Forking from inside a GTK loop

From within a GTK loop, I need to fork independent processes, that the
main process must forget about.

If after fork() I call exec(), thus eventually calling a new instance
of the Ruby interpreter, all goes OK.

If, instead, I call a Ruby method, I can then leave the main loop and
get back to the system prompt, but the GTK window will not disappear
until the daemon completes.

Look at the attached test program. If I run it, and then click on the
provided button, the sub-process that sleeps for a long time will be
started and appropriately daemonized, and I will be back to the shell
prompt, but the small window will not disappear from my screen until
either the process terminates or I kill it. It is not repainted
anymore (remains all grey), but it remains there nevertheless.
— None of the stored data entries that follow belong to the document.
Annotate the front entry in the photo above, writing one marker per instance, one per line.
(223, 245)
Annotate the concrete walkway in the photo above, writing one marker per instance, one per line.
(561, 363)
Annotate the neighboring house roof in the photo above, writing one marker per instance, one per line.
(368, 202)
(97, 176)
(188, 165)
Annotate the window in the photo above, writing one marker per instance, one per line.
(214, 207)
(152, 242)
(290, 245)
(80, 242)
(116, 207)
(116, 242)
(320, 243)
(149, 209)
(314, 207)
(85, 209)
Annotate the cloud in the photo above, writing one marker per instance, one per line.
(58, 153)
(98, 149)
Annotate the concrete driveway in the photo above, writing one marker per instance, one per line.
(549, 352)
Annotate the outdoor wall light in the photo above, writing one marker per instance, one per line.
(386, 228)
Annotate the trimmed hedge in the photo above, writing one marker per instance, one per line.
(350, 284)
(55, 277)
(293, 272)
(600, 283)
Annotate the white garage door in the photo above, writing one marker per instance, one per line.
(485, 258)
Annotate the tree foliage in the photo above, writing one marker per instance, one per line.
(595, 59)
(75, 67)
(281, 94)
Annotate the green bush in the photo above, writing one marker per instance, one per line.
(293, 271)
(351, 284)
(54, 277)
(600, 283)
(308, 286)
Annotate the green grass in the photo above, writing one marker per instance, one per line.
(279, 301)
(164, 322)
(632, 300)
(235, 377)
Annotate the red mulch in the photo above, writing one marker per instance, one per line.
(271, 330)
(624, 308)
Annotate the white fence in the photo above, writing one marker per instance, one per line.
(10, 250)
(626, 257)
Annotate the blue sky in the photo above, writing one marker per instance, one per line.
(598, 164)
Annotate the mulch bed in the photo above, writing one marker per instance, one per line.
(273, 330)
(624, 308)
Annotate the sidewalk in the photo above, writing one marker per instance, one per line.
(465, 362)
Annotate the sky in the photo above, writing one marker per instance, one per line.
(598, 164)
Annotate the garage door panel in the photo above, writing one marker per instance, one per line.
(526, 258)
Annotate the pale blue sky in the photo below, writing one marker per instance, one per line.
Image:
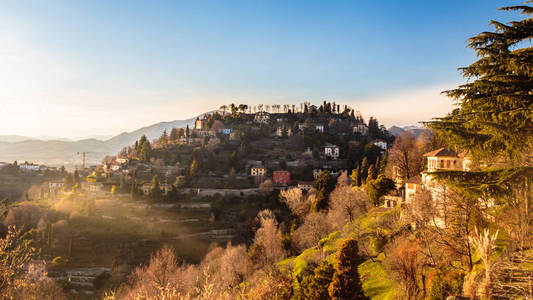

Am I overlooking something?

I use Linux (current kernel), the latest Ruby from SVN and the latest
Ruby-gnome2 from git.

Carlo

On 25 September 2011 10:33, Carlo E. Prelz [email protected] wrote:

From within a GTK loop, I need to fork independent processes, that the
main process must forget about.

If after fork() I call exec(), thus eventually calling a new instance
of the Ruby interpreter, all goes OK.

If, instead, I call a Ruby method, I can then leave the main loop and
get back to the system prompt, but the GTK window will not disappear
until the daemon completes.

It’s because a forked process shares the file descriptors of the
parent - so your background thread still shares the parent’s open
connection to the X Server.

As far as the X Server is concerned, the client connection is still
open.

If you make sure that you explicitly destroy your windows when you
exit, that would help here.

ie. After the mainloop exits, call something like:

Gtk::Window.toplevels.each(&:destroy)
Gdk::Display.default.flush

to destroy all the windows.

Alternatively you could try something dodgy with file descriptors in
the fork’d process - and manually closing them. But that’s less
portable and a bit hacky…

HTH,

Geoff.

Random Musing - http://www.frafferz.com/

Subject: Re: [ruby-gnome2-devel-en] Forking from inside a GTK loop
Date: dom 25 set 11 06:26:27 +0100

Quoting Geoff Y. ([email protected]):

It’s because a forked process shares the file descriptors of the
parent - so your background thread still shares the parent’s open
connection to the X Server.

As far as the X Server is concerned, the client connection is still
open.

Ah! I thought Process::daemon cared for closing file descriptors, thus
I did not search in that direction… Now I see that Process::daemon
only closes stdin, stdout and stderr.

If you make sure that you explicitly destroy your windows when you
exit, that would help here.

ie. After the mainloop exits, call something like:

Gtk::Window.toplevels.each(&:destroy)
Gdk::Display.default.flush

to destroy all the windows.

Works perfectly.

Thanks a lot!

Carlo

  •     Se la Strada e la sua Virtu' non fossero state messe da 
    

parte,

  • K * Carlo E. Prelz - [email protected] che bisogno ci
    sarebbe
    •           di parlare tanto di amore e di rettitudine?